Schweizer claims that an Irish company got $2 million in telecommunications contracts in the Haitian earthquake recovery effort after having paid Bill Clinton $600,000 for speeches, and that these contracts were the first time the company had gotten USAID contracts.
But according to Clinton spokesperson Matt McKenna, neither the former president nor the Clinton Foundation was paid for two of the three speeches Clinton gave in Ireland, and that while the Foundation did receive a donation following his Sept. 29, 2010 speech, Clinton himself was not compensated. [...]
Schweizer’s contention that Digicel had not received USAID grants prior to its involvement with Clinton also appears to be incorrect. According to federal records, Digicel received more than $29,000 in contracts from USAID in 2007 and 2008.
Also, an additional speech was given a year before Digicel got its first USAID contract, not weeks before as Schweizer alleged.

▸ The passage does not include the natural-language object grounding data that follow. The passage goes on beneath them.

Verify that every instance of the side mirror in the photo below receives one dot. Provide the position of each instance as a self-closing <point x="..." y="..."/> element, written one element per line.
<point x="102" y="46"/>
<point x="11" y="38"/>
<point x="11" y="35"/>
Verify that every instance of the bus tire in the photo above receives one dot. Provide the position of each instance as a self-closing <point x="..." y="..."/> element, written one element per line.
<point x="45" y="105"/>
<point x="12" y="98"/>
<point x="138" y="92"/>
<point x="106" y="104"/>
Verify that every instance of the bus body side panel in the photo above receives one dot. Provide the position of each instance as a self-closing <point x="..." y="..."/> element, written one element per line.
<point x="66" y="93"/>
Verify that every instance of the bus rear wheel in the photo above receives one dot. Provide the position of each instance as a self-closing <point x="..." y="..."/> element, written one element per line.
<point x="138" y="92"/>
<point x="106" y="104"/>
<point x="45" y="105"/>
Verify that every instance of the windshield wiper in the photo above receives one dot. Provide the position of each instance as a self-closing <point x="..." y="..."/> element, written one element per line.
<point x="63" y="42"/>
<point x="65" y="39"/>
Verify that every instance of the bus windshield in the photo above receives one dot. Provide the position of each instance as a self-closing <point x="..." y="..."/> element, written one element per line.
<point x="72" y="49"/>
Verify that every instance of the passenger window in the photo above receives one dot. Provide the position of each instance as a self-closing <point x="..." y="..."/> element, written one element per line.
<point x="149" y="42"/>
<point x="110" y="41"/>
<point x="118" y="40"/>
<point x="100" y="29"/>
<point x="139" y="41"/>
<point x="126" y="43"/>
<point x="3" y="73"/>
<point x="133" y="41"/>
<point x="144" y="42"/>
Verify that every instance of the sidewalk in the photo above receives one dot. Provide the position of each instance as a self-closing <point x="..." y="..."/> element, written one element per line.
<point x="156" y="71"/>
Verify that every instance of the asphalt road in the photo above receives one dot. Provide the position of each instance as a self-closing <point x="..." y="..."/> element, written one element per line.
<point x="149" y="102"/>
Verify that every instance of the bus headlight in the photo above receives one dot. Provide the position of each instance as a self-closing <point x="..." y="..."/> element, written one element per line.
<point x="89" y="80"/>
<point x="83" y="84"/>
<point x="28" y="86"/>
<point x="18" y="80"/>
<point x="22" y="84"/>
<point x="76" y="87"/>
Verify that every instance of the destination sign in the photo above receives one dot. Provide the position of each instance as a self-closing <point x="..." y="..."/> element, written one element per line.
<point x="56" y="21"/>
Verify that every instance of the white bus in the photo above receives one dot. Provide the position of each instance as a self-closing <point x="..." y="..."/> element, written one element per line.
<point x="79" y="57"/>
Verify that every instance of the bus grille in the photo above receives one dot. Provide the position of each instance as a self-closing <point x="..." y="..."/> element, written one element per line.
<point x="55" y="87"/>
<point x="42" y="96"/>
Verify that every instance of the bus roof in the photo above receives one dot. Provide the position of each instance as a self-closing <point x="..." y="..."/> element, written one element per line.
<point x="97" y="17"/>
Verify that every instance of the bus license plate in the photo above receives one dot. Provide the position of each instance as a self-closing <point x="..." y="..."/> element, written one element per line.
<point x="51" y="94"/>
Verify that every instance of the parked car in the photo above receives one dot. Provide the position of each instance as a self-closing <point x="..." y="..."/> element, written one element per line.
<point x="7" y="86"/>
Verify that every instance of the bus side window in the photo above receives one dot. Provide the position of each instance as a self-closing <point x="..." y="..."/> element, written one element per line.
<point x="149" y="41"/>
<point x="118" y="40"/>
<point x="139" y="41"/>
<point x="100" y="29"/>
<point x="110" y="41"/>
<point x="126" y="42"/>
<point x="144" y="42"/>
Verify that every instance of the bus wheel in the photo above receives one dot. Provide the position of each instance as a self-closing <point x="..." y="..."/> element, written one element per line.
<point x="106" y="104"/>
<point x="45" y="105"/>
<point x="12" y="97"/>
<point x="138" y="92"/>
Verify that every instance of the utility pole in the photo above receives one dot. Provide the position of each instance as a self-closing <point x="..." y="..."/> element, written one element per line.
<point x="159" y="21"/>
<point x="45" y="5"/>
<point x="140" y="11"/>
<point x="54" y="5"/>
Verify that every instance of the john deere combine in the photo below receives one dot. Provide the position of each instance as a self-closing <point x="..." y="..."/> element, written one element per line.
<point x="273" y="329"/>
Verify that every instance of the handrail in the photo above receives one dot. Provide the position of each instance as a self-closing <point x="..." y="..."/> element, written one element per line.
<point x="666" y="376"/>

This is exactly the kind of screw-up Schweizer has been making for years, except that from his point of view, they're not really screw-ups. Schweizer doesn't need to be right, he just needs to be plausible enough to get the media to cover his claims prominently—the corrections and retractions won't be as prominent, so he will have gotten his story out. As a Republican operative, that's his goal. But his book was published by HarperCollins. Will the publishing house be offering a retraction or correction on this?